Connect your local repo to the main DSFP repo:

$ git remote add upstream https://github.com/LSSTC-DSFP/LSSTC-DSFP-Sessions

Test that this has worked:

$ git remote -v
# Verify new remote
> origin  https://github.com/<YOUR_USERNAME>/LSSTC-DSFP-Sessions.git (fetch)
> origin  https://github.com/<YOUR_USERNAME>/LSSTC-DSFP-Sessions.git (push)
> upstream https://github.com/LSSTC-DSFP/LSSTC-DSFP-Sessions.git (fetch)
> upstream https://github.com/LSSTC-DSFP/LSSTC-DSFP-Sessions.git (push)`

Update local copy of DSFP repo

If you have already forked the repo, and set up the main DSFP repo as upstream, then you can update your local copy to remain up-to-date with the following command:

$ git pull upstream main

If you cloned this repo before 01 Sept 2021

The primary branch for the DSFP repo has been transitioned from master to main.
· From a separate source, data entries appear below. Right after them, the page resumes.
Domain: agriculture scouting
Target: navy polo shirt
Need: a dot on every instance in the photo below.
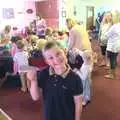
(58, 93)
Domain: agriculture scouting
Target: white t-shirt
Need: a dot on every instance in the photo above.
(21, 58)
(113, 36)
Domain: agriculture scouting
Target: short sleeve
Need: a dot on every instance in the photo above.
(15, 58)
(77, 86)
(42, 77)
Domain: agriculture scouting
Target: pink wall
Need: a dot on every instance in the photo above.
(49, 11)
(21, 18)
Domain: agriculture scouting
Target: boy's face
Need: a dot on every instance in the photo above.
(55, 57)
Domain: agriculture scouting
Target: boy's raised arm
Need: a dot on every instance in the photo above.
(34, 90)
(78, 106)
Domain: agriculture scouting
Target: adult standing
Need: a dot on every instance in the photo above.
(104, 27)
(40, 27)
(113, 44)
(78, 36)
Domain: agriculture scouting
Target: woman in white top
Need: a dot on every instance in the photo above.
(113, 44)
(104, 27)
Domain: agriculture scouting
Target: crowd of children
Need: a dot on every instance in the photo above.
(65, 89)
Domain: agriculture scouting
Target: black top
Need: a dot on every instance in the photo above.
(58, 94)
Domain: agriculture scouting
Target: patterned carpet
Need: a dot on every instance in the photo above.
(105, 104)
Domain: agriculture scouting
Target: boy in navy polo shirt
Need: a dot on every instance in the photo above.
(62, 88)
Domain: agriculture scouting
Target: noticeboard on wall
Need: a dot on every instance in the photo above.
(8, 13)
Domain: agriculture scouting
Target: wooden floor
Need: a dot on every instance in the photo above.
(105, 104)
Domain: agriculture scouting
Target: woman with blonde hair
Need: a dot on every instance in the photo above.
(104, 27)
(113, 44)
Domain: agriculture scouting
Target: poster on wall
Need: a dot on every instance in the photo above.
(8, 13)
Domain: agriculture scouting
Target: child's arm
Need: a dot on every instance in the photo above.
(83, 73)
(78, 106)
(34, 90)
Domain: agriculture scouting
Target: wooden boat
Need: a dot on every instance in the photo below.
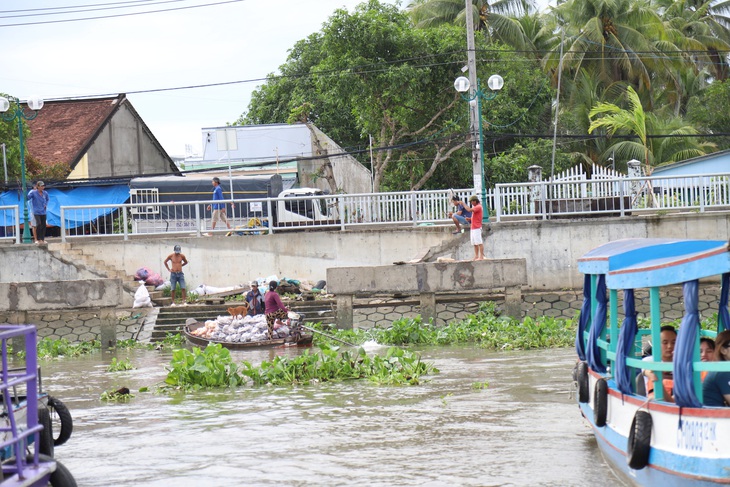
(652, 441)
(301, 339)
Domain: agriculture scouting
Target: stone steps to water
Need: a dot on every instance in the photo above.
(171, 319)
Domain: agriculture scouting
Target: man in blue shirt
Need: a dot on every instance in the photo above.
(219, 209)
(39, 199)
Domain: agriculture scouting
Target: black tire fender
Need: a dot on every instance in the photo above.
(45, 436)
(639, 444)
(61, 477)
(55, 406)
(582, 379)
(600, 402)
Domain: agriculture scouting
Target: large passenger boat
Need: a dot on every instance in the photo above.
(652, 441)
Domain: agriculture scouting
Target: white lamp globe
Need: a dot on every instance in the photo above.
(495, 82)
(462, 84)
(35, 103)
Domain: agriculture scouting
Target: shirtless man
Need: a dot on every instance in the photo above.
(174, 264)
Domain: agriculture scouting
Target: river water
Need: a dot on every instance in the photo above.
(523, 429)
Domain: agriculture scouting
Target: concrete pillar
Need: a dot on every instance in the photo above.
(534, 175)
(344, 315)
(513, 302)
(634, 171)
(108, 333)
(428, 307)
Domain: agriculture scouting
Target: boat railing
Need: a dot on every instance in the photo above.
(13, 434)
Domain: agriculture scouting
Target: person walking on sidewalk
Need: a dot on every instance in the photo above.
(476, 227)
(39, 204)
(219, 209)
(174, 264)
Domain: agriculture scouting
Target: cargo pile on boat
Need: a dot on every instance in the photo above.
(237, 329)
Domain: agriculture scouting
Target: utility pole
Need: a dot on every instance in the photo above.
(473, 105)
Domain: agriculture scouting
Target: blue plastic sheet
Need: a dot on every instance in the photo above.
(593, 352)
(684, 390)
(585, 316)
(723, 316)
(87, 195)
(625, 345)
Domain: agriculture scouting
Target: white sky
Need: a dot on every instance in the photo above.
(237, 41)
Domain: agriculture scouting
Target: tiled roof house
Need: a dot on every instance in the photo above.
(96, 138)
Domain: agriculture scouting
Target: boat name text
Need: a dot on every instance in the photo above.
(693, 434)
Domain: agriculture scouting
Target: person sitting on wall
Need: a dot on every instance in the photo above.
(716, 387)
(460, 215)
(668, 336)
(275, 309)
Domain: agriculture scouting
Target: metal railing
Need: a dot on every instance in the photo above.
(619, 197)
(10, 223)
(538, 200)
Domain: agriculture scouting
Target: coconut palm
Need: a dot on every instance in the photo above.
(614, 39)
(679, 143)
(495, 19)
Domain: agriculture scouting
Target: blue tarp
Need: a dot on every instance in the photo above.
(625, 346)
(593, 352)
(585, 318)
(88, 195)
(684, 390)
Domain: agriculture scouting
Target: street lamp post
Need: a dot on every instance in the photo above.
(462, 85)
(19, 113)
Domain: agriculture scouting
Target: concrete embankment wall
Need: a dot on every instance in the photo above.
(550, 248)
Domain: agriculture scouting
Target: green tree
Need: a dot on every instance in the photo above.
(676, 145)
(371, 73)
(497, 19)
(614, 40)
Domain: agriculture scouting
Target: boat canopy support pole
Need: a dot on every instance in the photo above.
(613, 330)
(656, 338)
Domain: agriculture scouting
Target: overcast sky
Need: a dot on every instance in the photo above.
(235, 40)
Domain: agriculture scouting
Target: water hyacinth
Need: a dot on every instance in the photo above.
(213, 367)
(484, 329)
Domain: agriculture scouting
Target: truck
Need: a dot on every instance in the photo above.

If you would like for your local repo to remain in sync with the primary branch of the DSFP repo:

$ git branch -m master main
$ git branch -u origin/main main

(You may also wish to remove master from your remote origin, in which case you can push the new main branch, set it as default on GitHub and then delete, via push the master branch)

Working on DSFP Notebooks

The DSFP repo is constantly being updated, and this means you will frequently need to update your fork of the repository. A downside of jupyter notebooks is that this frequently leads to merge conflicts. Inspired by @andreiacarrillo, below I (@adamamiller) provide an outline for two possible solutions to this issue: a simple one, and a more complicated but you will get better at using git/GitHub solution.
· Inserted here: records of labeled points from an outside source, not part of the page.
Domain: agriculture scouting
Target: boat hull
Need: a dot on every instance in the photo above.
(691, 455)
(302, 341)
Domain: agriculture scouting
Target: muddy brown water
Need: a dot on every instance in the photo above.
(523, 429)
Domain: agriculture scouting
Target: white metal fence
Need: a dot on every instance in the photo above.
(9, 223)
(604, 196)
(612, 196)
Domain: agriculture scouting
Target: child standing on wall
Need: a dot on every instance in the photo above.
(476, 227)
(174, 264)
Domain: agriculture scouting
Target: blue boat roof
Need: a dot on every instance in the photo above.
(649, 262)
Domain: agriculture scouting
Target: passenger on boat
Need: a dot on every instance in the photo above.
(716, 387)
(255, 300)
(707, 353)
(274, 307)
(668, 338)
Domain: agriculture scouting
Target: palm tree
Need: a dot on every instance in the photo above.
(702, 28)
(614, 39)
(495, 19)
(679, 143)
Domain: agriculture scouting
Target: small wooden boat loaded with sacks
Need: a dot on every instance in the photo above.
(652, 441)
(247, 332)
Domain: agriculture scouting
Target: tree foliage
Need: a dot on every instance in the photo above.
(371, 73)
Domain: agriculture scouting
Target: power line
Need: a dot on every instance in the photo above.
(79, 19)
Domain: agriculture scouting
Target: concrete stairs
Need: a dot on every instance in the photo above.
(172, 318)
Simple solution to prevent merge conflicts

For example purposes we will assume you now need to work on a notebook called IntroductionToMachineLearning.ipynb. First pull from upstream to get the latest version of the repository in your main branch.

Then, copy the new notebook to your own local version, something like:

$ cp IntroductionToMachineLearning.ipynb IntroductionToMachineLearning_MyWork.ipynb

And try to solve the problems in the notebook in IntroductionToMachineLearning_MyWork.ipynb. Then, if there are later any updates, when you pull from upstream you will never have conflicts.

... Of course, this defeats the purpose of version control, as one of our goals is to avoid multiple versions of the same file with slightly different names proliferating on your computer.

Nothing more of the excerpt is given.